The term “historian” has become less appropriate, however, as the systems evolved to become a real-time data-delivery mechanism, performing mathematical operations that aggregate and transform acquired data into operational intelligence used for decision support.
Moreover, says AMR, a historian today “provides a data abstraction layer between the real-time process realm and the more ponderous world of transaction-oriented business and financial systems… [and] offers a platform for aggregating, consolidating, and recalibrating data from various systems in the production environment.”
This is the role of data historians, for instance, in plant service-oriented architecture (SOA)-based software suites for production and performance management. And data historians have a larger role in managing valuable resources in the energy, utility, oil & gas, chemicals, and other process industries.
Scale and fidelity
In his opening remarks at the recent OSIsoft user group meeting, Patrick Kennedy, CEO, president and founder, noted that PI System is today an enterprise system.
“We haven't even begun to saturate the number of tags and fidelity of response that will be required from PI in the future: millions of points, and nanosecond response times. But in scaling you arrive at a point where a system that includes dozens of interfaces and millions of points becomes difficult to manage.
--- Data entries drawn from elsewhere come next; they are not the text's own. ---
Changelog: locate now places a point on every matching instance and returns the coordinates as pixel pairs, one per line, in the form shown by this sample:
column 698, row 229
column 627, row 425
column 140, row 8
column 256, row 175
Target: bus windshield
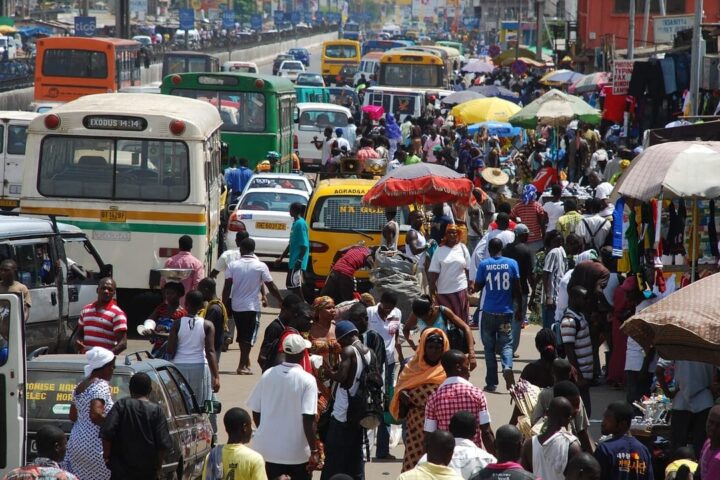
column 114, row 168
column 240, row 111
column 340, row 51
column 346, row 213
column 74, row 63
column 409, row 75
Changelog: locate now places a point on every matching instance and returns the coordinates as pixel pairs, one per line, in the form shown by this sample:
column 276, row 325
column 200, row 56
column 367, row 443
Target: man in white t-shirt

We're addressing that challenge.”
One aspect of the challenge, says Gregg Le Blanc, OSIsoft director of technical strategy, is how users find needed information in a system that size. One answer is to organize based on assets, rather than tags, with different views of assets based on role. LeBlanc says two-million tag systems already exist today.
Just as important, says Kennedy, are agreements with customers that make it easy to deploy and scale PI System.
In practice, PI System is a tool kit applied in environments where deep understanding of real-time data is required. While perhaps brought in for some specific purpose, companies tend to initiate a practice in it and identify more applications over time.
If, however, the contractual relationship with the vendor is based on tag numbers, expanding use of the system can be cumbersome, if for nothing more than the paperwork involved. The enterprise agreement makes it easier to incrementally expand use while receiving needed vendor support.
Since last year at least 12 OSIsoft customers in process and utilities industries—of more than 200 total—have signed enterprise agreements.
Amgen recently signed an enterprise agreement to expand and standardize its use of PI System across the company.
“Tag- and server-based pricing limited adoption of PI,” says Rob Gamber, principal engineer, Amgen. “The enterprise agreement streamlined procurement and helped avoid unnecessary cost justifications. We now have the dedicated resources of 'managed PI,' a governance structure, cross-site support, and, to the degree possible, standard architectures, configurations, and processes.”
Le Blanc says finding needed information in large-scale PI implementations is dependent on right use of the metadata in the PI Analysis Framework. It is this marriage of metadata and time-series data that delivers information in context to the user.
“We've given users more entry points into the system,” says Le Blanc. “You can start from an asset, such as a motor, a control system, or from the perspective of energy use.”
The problem is defining a data model, or taxonomy, acceptable to a widening range of users.
But as AMR's Smith has pointed out, “There are no 'universal' manufacturing data models to accommodate the detail and diversity of individual manufacturing environments.”
“Standards are available,” says Le Blanc, “including S95 and S88, and people use them. Generally, it's really more of a meeting of minds kind of thing, though, and AMR may end up playing a significant role by defining a unified practice for data models.”